Partai Konservatif yang mengusung Yoon Suk Yeol, sebagai calon kandidat presiden, punya kesempatan menggulingkan partai demokrat yang saat ini berkuasa, dan digawangi Lee Jae-myung. Lee disebut akan menggantikan rekan satu partai Presiden Moon Jae-in jika terpilih.
Pengamat mengatakan, pemerintahan Yoon diperkirakan akan menerapkan kebijakan lebih keras terhadap Korea Utara, dibanding Lee.
Yoon bahkan sudah mencanangkan Korsel bisa saja menyerang lebih dulu jika merasa terancam atas tindakan Korea Utara, sebelum mereka mengalami kerugian besar.
“Saya kira itu sikap yang perlu kita miliki,” kata Yoon pekan lalu.
Menurut profesor di Universitas Kookmin di Seoul, Andrei Lankov, jika Yoon memimpin, ia akan menolak pertemuan dengan rezim Kim. Hal ini berbeda dengan masa pemerintahan Moon, yang bisa diajak duduk bersama.
“Partai Konservatif adalah pendukung yang tidak terlalu keras dalam hubungan (Korsel dengan) Korea Utara karena mengabaikan fakta keberadaan negara Korea lain,” tulis Lankov di website Valdai Club.
Kim mendapat perhatian dari Moon, karena Pyongyang melakukan uji coba nuklir IRBM pada Minggu (31/1) lalu.
Dalam pernyataan resmi Korea Selatan menyatakan, uji coba IRBM dianggap sebagai sinyal bahwa Korut tengah bersiap membatalkan penundaan (moratorium) uji rudal balistik antarbenua (ICBM) dan jenis lain.
Moratorium sempat membuat Korea Utara tak jadi sorotan internasional. Namun, uji coba rudal jarak jauh bisa membalikkan tren itu.
Salah satu negara yang tak begitu menyoroti Korut adalah Amerika Serikat. Mereka tak menjadikan isu Pyongyang sebagai prioritas. Isu ini masih kalah dari isu China, Taiwan atau konflik yang tengah memanas di perbatasan Ukraina.
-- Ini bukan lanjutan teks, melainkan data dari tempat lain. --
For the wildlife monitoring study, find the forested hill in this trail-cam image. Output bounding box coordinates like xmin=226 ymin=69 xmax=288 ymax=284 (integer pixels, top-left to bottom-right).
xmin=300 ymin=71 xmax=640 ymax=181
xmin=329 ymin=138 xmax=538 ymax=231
Reaksi Amerika Serikat soal uji coba peluncuran rudal itu bahkan sangat berbeda, dibanding saat Washington dipimpin Donald Trump pada 2017.
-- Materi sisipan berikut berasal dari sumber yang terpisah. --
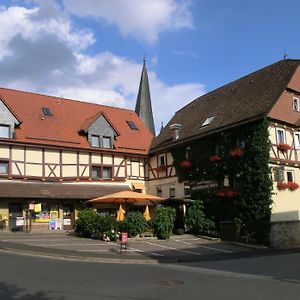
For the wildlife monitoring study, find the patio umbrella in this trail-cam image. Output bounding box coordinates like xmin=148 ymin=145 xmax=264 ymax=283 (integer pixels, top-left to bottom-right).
xmin=144 ymin=205 xmax=151 ymax=221
xmin=117 ymin=204 xmax=125 ymax=222
xmin=87 ymin=191 xmax=163 ymax=204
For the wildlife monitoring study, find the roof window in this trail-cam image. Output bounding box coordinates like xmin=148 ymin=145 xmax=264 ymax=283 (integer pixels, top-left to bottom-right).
xmin=201 ymin=116 xmax=215 ymax=127
xmin=126 ymin=121 xmax=139 ymax=130
xmin=42 ymin=107 xmax=53 ymax=116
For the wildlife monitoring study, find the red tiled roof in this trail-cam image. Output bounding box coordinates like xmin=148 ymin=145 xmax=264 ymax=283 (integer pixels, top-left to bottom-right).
xmin=0 ymin=88 xmax=152 ymax=155
xmin=150 ymin=59 xmax=300 ymax=153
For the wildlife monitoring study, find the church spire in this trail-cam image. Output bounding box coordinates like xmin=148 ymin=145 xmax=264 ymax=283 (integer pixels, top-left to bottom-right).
xmin=135 ymin=58 xmax=155 ymax=136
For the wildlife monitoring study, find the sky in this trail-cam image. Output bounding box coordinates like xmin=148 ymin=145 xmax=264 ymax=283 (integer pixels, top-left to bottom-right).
xmin=0 ymin=0 xmax=300 ymax=131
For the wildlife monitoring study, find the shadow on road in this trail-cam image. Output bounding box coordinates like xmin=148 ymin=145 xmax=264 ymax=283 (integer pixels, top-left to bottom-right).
xmin=0 ymin=282 xmax=65 ymax=300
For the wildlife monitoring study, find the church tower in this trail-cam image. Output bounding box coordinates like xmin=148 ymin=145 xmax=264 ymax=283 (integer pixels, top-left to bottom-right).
xmin=135 ymin=59 xmax=155 ymax=136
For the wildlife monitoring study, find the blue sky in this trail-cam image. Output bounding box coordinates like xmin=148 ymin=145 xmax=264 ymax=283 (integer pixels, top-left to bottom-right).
xmin=0 ymin=0 xmax=300 ymax=129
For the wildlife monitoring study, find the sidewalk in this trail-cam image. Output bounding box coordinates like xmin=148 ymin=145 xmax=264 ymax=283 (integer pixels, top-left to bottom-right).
xmin=0 ymin=231 xmax=284 ymax=264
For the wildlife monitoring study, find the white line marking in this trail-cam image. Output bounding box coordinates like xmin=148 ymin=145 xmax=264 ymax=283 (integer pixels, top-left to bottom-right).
xmin=143 ymin=241 xmax=202 ymax=255
xmin=173 ymin=239 xmax=233 ymax=253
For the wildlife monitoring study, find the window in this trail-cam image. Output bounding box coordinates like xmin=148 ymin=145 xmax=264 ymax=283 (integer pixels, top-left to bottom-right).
xmin=42 ymin=107 xmax=53 ymax=116
xmin=92 ymin=166 xmax=101 ymax=179
xmin=286 ymin=171 xmax=295 ymax=182
xmin=102 ymin=136 xmax=112 ymax=148
xmin=0 ymin=161 xmax=8 ymax=174
xmin=103 ymin=167 xmax=111 ymax=179
xmin=294 ymin=132 xmax=300 ymax=149
xmin=293 ymin=98 xmax=300 ymax=111
xmin=201 ymin=116 xmax=215 ymax=127
xmin=126 ymin=121 xmax=139 ymax=130
xmin=169 ymin=185 xmax=176 ymax=198
xmin=92 ymin=135 xmax=100 ymax=148
xmin=273 ymin=167 xmax=284 ymax=182
xmin=0 ymin=125 xmax=9 ymax=138
xmin=156 ymin=186 xmax=162 ymax=197
xmin=276 ymin=129 xmax=285 ymax=144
Menanggapi uji coba rudal Korut yang terbaru, pejabat Amerika Serikat mengatakan Washington akan menggelar pembicaraan dengan Pyongyang. Pertemuan itu dilaporkan akan dimulai dari pejabat tingkat rendah.
Menurut pengamatan dari Universitas Womans Ewha itu, pertemuan tersebut akan membuat Kim frustrasi, karena bertemu dengan Presiden Amerika yang sedang menjabat tidak hanya sekali, tetapi tiga kali.
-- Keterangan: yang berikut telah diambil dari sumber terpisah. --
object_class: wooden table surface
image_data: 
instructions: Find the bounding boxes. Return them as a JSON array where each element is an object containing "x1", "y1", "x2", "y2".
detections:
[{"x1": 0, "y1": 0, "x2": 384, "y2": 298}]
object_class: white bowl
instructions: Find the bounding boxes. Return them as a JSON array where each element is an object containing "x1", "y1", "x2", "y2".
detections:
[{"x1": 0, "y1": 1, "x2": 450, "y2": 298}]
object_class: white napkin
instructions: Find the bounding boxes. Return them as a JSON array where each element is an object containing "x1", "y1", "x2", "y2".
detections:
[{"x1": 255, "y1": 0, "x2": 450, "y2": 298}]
“Untuk lebih baik dan lebih buruk, Biden tidak menunjukkan api dan kemarahan,” kata Easley.
Trump dan Kim pernah menggelar negosiasi anti-nuklir. Namun pembicaraan itu mandeg alias gagal pada 2018.
Korut kemudian terus melanjutkan uji coba rudal balistik antar benua (ICBM), yang secara teori disebut bisa mencapai Amerika Serikat.